= Data room =

Spaces used for housing data

Data rooms are secure spaces used for housing data, usually of a privileged or confidential nature. They can be physical data rooms, virtual data rooms (VDRs), or data centers. They are primarily used for a variety of corporate purposes, including data storage, document exchange, file sharing, financial transactions, and legal proceedings. Today, data rooms are central to workflows in mergers and acquisitions, venture capital, and corporate restructuring, increasingly utilizing artificial intelligence to securely manage and review large datasets.

Historically, data rooms were strictly physical locations heavily guarded and monitored. Today, the vast majority of corporate data rooms are hosted virtually on secure cloud platforms, though physical rooms are still occasionally used for highly sensitive government or proprietary intelligence.

== Physical Data Rooms ==
In mergers and acquisitions (M&A), the traditional data room genuinely consists of a physically secured and continually monitored room, normally in the vendor's offices or those of their legal counsel. Bidders and their advisers visit this room in order to inspect and report on various documents, legal contracts, and financial statements made available during the due diligence process.

Historically, physical data rooms presented significant logistical challenges. Often, only one bidder at a time was allowed to enter to maintain document integrity and confidentiality. If new documents or new versions of documents were required, they had to be brought in by courier as hardcopies. Teams involved in large due diligence processes typically had to be flown in from many regions or countries and remain available throughout the process. Because these teams comprised a number of experts in different fields—such as legal counsel, forensic accountants, and industry specialists—the overall cost of keeping such groups on call near the physical data room was often extremely high.

== Virtual Data Rooms (VDRs) ==

To address the costs and logistical bottlenecks of physical data rooms, virtual data rooms (VDRs) were developed to provide secure, online dissemination of confidential information. A VDR is essentially a secure cloud repository with strictly controlled access. Access is managed through secure log-ons supplied by the vendor or authority, which can be disabled at any time if a bidder withdraws from a transaction.

Because much of the information released during corporate transactions is highly confidential, VDRs utilize digital rights management (DRM) to control information. Restrictions are applied to the viewers' ability to release data to third parties by disabling forwarding, copying, or printing capabilities. Modern VDRs also employ dynamic watermarking and detailed auditing capabilities. Detailed auditing is required for legal reasons so that a precise digital footprint is kept of who has viewed which version of each document, and for how long. Furthermore, modern VDR platforms are typically built to comply with stringent information security standards such as ISO 27001 and SOC 2.

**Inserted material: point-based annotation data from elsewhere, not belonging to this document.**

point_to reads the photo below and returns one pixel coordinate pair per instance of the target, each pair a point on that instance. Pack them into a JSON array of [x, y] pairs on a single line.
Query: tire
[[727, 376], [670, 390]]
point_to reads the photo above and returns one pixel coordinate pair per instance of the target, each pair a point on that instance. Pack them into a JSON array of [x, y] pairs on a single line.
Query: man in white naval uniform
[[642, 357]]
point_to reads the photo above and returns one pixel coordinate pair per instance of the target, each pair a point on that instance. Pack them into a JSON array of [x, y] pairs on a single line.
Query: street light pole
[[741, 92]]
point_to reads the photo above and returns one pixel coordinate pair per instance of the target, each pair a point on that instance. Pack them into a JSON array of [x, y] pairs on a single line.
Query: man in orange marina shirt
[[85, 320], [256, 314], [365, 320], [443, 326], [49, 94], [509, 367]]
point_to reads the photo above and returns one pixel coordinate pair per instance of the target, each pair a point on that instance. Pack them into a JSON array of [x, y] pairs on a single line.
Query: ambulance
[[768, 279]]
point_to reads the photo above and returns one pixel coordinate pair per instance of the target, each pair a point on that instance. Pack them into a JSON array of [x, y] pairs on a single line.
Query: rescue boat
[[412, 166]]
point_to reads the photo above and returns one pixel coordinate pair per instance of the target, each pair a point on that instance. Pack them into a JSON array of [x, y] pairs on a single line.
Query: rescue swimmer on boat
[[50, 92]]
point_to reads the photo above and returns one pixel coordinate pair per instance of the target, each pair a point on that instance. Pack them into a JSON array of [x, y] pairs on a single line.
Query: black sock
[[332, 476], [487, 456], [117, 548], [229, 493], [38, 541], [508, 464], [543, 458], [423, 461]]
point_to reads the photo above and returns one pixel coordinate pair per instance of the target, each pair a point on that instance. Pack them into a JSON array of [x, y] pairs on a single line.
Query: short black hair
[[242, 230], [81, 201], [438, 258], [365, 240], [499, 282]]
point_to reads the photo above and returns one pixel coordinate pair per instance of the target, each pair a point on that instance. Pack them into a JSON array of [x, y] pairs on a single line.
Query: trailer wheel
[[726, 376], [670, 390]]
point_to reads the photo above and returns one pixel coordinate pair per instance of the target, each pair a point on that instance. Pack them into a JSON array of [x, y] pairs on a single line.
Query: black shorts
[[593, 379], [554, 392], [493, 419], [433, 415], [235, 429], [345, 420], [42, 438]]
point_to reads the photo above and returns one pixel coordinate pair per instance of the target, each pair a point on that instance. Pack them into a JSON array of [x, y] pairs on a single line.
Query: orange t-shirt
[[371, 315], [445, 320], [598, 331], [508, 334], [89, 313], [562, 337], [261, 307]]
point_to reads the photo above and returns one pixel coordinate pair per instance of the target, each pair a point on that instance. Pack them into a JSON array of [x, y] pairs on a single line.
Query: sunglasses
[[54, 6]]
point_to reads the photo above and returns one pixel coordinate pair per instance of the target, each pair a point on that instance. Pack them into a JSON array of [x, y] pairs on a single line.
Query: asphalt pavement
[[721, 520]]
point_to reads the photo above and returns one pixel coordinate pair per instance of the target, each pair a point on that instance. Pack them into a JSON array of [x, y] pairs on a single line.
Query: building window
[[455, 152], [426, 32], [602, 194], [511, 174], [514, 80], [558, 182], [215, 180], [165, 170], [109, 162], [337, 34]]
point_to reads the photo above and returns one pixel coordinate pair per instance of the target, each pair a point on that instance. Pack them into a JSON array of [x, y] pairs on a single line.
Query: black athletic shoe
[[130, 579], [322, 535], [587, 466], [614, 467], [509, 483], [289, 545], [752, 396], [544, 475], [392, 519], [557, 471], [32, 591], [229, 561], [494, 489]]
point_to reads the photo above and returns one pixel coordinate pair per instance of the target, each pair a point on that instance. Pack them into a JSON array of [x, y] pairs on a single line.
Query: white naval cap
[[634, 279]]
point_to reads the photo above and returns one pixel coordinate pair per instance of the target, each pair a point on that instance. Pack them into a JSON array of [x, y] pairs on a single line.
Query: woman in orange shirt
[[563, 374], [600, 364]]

Transitioning from sequential physical data rooms to parallel virtual data rooms has been shown to significantly reduce the duration of M&A transactions while allowing sellers to field multiple bidders simultaneously.

== Key Applications ==
Data rooms are commonly used by legal, accounting, investment banking, and private equity firms. Primary applications include:

- Mergers and Acquisitions (M&A): VDRs are central to the sell-side M&A process. After potential buyers sign a Non-Disclosure Agreement (NDA) and review a Confidential Information Memorandum (CIM), they are granted data room access to perform deep financial due diligence, such as Quality of Earnings (QoE) analysis and legal liability assessments.
- Venture Capital and Startups: Startups use data rooms as a centralized location for key operational data, capitalization tables, and financial projections to streamline due diligence for angel investors and venture capital firms during fundraising rounds.
- Initial Public Offerings (IPOs): Taking a company public requires intense regulatory scrutiny. Data rooms are used to securely share company histories and financial audits with investment bankers, legal teams, and regulatory bodies.
- Corporate Restructuring and Insolvency: During bankruptcies or corporate carve-outs, data rooms are used to organize outstanding debt profiles, creditor agreements, and operational liabilities.

== Emerging Technologies ==
In recent years, the management of virtual data rooms has increasingly incorporated Artificial Intelligence (AI) and Machine Learning (ML). Generative AI and Natural Language Processing (NLP) tools are now integrated into VDRs to automatically index thousands of documents, perform auto-redaction of personally identifiable information (PII), and assist buy-side analysts in identifying hidden liabilities within unstructured text data during the due diligence phase. Modern AI algorithms can extract line items from financial statements to instantly populate structured databases.